Evaluation of a theoretical model to quantify the sources of metabolic cost in walking.

OBJECTIVE: To evaluate the validity of a theoretical model of walking in which the oxygen uptake (V(O2)) is described as a function of speed by an equation in the form y = ax + b, with constant a representing the metabolic cost for performing the walking movement, and constant b representing the sum of the metabolic costs for basal metabolism and maintaining balance and posture. DESIGN: Repeated-measures analysis of variance was used to analyze our theoretical model.

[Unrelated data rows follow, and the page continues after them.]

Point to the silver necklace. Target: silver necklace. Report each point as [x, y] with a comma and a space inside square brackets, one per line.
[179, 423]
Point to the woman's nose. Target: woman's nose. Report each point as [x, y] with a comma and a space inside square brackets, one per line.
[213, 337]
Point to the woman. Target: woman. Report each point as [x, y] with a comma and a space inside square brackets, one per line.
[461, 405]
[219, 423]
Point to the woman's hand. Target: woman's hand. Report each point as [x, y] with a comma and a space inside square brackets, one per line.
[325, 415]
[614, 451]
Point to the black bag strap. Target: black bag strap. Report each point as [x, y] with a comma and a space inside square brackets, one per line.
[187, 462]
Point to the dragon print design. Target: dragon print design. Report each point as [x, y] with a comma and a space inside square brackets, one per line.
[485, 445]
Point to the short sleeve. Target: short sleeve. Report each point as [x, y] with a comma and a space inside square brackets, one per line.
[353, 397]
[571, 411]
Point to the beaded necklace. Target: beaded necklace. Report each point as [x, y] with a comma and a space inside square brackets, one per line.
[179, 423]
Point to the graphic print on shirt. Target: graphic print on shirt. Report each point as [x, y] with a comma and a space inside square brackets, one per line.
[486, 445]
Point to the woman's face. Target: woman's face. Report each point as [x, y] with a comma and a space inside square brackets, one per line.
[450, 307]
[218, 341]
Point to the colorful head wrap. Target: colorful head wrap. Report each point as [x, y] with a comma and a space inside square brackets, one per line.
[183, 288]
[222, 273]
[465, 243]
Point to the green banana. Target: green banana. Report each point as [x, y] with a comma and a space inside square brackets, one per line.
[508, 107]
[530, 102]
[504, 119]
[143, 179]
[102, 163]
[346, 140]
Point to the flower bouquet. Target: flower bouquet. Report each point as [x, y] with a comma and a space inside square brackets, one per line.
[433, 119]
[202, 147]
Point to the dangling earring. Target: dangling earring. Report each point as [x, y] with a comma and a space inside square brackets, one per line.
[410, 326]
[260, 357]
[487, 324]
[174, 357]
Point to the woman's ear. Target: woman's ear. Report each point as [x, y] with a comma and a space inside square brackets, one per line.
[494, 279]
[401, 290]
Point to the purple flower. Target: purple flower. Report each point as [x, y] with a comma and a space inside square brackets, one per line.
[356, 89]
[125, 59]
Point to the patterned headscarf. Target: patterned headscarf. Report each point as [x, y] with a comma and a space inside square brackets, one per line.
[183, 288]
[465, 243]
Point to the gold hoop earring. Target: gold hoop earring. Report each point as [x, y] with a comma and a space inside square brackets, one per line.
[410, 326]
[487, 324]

In a human exercise research laboratory, 12 healthy male subjects walked on a level treadmill at speeds of 0.39-1.83 m/sec under a control condition, while wearing "instability" shoes with peripheral vision obstructed, and with 2-kg weights around each wrist. Total transported mass was the same under each condition through the carriage of 4 kg in a back pack during the control and instability conditions. Outcome was determined by equations describing (V(O2)) as a function of speed and by kinematics of the center of mass. RESULTS: The constant b was higher (P < 0.01) for the instability condition than the other conditions, but constant a did not differ among the conditions. However, external work was greatest (P < 0.05) for the instability condition. CONCLUSIONS: Because the kinematic data demonstrate that the instability condition increased the metabolic cost for performing the walking movement compared with the control condition, and there was no difference among conditions in constant a, the theoretical model seems invalid.